My curriculum in High School wasn’t a particularly challenging one. I didn’t choose 4 unit anything or try my hand at anything like physics. I was more a person that enjoyed English class, loathed maths and just wanted to be having recess. I chose my subjects accordingly and one of the subjects I went for was Home Economics. It was a subject where we made bizarre things.
Our very first item was something that should never make it outside of a Home Ec class. It started with a slice of white bread. We then placed a piece of (square) ham on top of this and then separated the egg. The whites were whipped up to stiff peaks pavlova style but without the sugar and the fluffy egg whites were then spread over the ham and bread. A dent was made in the centre and the egg yolk was placed on top and it was then served. Nobody ate theirs beyond one bite the uncooked unsweetened egg whites had a slimy texture to them and yet that this was a recipe that was oft repeated year after year. I suppose this was the very first exam – if we could eat it then we could stay!
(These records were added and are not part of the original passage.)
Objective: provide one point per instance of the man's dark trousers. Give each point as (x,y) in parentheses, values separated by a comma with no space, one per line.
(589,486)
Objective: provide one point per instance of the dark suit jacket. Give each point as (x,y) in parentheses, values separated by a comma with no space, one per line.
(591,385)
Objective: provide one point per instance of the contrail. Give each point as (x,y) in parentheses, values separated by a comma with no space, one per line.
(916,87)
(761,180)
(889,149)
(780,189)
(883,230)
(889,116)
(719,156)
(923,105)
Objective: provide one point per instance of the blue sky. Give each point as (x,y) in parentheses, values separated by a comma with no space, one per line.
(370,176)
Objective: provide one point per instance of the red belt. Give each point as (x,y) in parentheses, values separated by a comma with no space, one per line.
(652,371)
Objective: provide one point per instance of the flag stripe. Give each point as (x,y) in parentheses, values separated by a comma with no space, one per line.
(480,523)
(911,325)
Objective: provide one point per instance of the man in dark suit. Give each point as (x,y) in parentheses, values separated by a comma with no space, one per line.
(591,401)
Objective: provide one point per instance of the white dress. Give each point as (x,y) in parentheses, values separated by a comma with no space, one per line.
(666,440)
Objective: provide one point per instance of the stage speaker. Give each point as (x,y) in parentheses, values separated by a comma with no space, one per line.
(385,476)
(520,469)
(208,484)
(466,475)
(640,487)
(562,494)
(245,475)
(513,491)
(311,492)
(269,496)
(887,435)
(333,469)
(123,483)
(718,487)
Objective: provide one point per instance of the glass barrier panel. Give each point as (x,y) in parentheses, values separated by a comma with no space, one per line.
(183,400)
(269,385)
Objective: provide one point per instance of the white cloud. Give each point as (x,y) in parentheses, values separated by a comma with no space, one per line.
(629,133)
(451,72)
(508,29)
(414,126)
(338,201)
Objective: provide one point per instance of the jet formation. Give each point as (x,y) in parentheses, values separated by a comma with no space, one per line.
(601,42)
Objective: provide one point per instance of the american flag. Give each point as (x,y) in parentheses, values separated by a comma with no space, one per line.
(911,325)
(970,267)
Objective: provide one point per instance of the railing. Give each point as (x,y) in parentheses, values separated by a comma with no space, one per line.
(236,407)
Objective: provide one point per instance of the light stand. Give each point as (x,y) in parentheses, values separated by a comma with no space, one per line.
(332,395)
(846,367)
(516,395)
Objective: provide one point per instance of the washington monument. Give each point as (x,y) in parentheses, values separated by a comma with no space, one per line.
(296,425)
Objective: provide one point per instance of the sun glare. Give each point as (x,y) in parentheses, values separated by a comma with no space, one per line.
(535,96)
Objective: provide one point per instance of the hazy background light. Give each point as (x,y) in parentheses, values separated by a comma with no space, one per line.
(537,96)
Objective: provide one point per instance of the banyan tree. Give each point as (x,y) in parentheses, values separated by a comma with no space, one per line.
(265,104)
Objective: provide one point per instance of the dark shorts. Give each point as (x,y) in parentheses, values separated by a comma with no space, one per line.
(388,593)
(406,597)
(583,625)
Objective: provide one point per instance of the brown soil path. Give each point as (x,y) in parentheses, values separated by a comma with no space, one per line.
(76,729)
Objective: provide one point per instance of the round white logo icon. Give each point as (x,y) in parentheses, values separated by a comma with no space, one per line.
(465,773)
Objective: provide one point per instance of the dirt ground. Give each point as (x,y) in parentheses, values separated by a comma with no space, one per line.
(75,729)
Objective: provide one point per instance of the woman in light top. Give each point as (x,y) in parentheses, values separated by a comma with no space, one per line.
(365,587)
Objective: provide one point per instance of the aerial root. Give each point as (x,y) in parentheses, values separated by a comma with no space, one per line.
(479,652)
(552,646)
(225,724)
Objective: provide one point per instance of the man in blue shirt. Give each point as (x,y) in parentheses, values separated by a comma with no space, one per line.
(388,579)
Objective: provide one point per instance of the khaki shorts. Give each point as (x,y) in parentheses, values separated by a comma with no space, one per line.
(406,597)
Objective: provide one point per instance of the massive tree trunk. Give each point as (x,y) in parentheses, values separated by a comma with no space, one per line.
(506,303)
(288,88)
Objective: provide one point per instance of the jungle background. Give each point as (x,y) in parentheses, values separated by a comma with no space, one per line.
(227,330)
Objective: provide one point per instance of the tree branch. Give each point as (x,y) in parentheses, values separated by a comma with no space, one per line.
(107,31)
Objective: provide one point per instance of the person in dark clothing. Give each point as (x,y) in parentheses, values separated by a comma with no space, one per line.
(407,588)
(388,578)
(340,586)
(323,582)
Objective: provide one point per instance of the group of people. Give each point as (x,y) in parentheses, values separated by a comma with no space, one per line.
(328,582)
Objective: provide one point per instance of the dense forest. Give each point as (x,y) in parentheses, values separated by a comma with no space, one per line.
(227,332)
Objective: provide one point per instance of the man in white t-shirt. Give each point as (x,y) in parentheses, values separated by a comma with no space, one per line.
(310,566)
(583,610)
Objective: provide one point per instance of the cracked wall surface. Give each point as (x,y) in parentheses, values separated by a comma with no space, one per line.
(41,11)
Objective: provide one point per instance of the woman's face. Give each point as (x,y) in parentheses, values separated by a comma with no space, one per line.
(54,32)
There were all sorts of monstrosities and the only recipe that we ever made that was tasty and worth making again was Anzac biscuits. American readers, Anzac biscuits are actually cookies and if you’ve never tried them, you really must-I promise you they’re delicious, just ask any Australian . They’re so popular here and for good reason. Extremely easy to make, they were originally designed to be sent to Australian and New Zealand Army Corps (ANZAC) troops overseas and were made to last for a long time and there are no eggs because they weren’t easily obtained around war time. Please don’t interpret that to mean that they’re short of anything at all, they’re a wonderful balance of flavours and textures. I decided to do an interpretation since it is Anzac Day on Wednesday.
I wanted to make them thinner than regular Anzac biscuits so that my mum could eat them as she broke a tooth on a brazil nut recently. Also, I like them a bit better when they’re thinner and more delicate. A suggestion from the Charlie’s Cookies competition by reader donnalee99 asking if I had tried them with macadamias and another from reader gin-tonic suggesting spreading chocolate on the bottom of them were both too tempting and I decided to whip up a batch incorporating their suggestions.
The cookies were crisp and thin and slightly chewy and the macadamia gave them an amazing flavour and crunch – so much so that all batches of Anzac biscuits that I make from now on will just have to include macadamias. The chocolate? Well I preferred mine without the chocolate but Mr NQN wholeheartedly preferred them with chocolate. In fact he loved them so that he ate ten large biscuits in one go and this is the man that claims not to like biscuits or cookies…
So tell me Dear Reader, what is the worst thing that you’ve made to eat? And did you actually enjoy school or was recess more your thing? And were you more a maths person or an english person?
Oh and just a teeny little reminder, I’m in the running for the Sydney Writer’s Centre Best Australian Blogs 2012 competition for the People’s Choice award! I would so, so, so appreciate it if you could vote for me (link here) xxx
Chocolate & Macadamia Anzac Biscuits
An Original Recipe by Not Quite Nigella
Preparation time: 5-10 minutes
Baking time: 15 minutes
Makes about 24 biscuits
- 1 cup oats
- 1 cup firmly packed brown sugar
- 1 cup/125 g/4.4 ozs macadamia nuts, chopped
- 3/4 cup plain or all purpose flour
- 1/2 cup desiccated coconut
- 130g/4.6 ozs butter
- 2 tablespoons golden syrup (can also use honey)
- 1 tablespoon hot water mixed with 1/2 teaspoon bi carbonate of soda
- 250g/1/2 pound dark chocolate (optional)
1. Preheat oven to 175°C/375°F. Line two large trays with parchment (you will actually put six biscuits on each tray so you can line four baking trays if you want). In a medium sized bowl mix the oats, brown sugar, flour, nuts and coconut so that it is evenly distributed.
When the liquid mix is added to the dry
Place far apart…they spread!
2. In a small saucepan (or even in the microwave) melt the butter until completely melted. Add the golden syrup and bi-carb and water mix. Whisk to combine and then add this liquid mixture to the dry mixture and stir until everything is moistened. Shape into walnut sized balls with hands and place far apart on the baking sheet as they will spread a lot – I fit six per tray. Bake for 15 minutes. Allow to cool on the tray for five to ten minutes and then place on a cooling rack as they will firm up then. Repeat with rest of the dough.
3. If you are making these with chocolate, melt the chocolate in a double boiler (a heatproof bowl fitted over a saucepan of simmering water ensuring that the bottom of the bowl doesn’t touch the water) or in the microwave on 50% power with 60 second bursts, stirring between bursts. Spread the chocolate over the bottom with an angled spatula and leave bottoms up to set.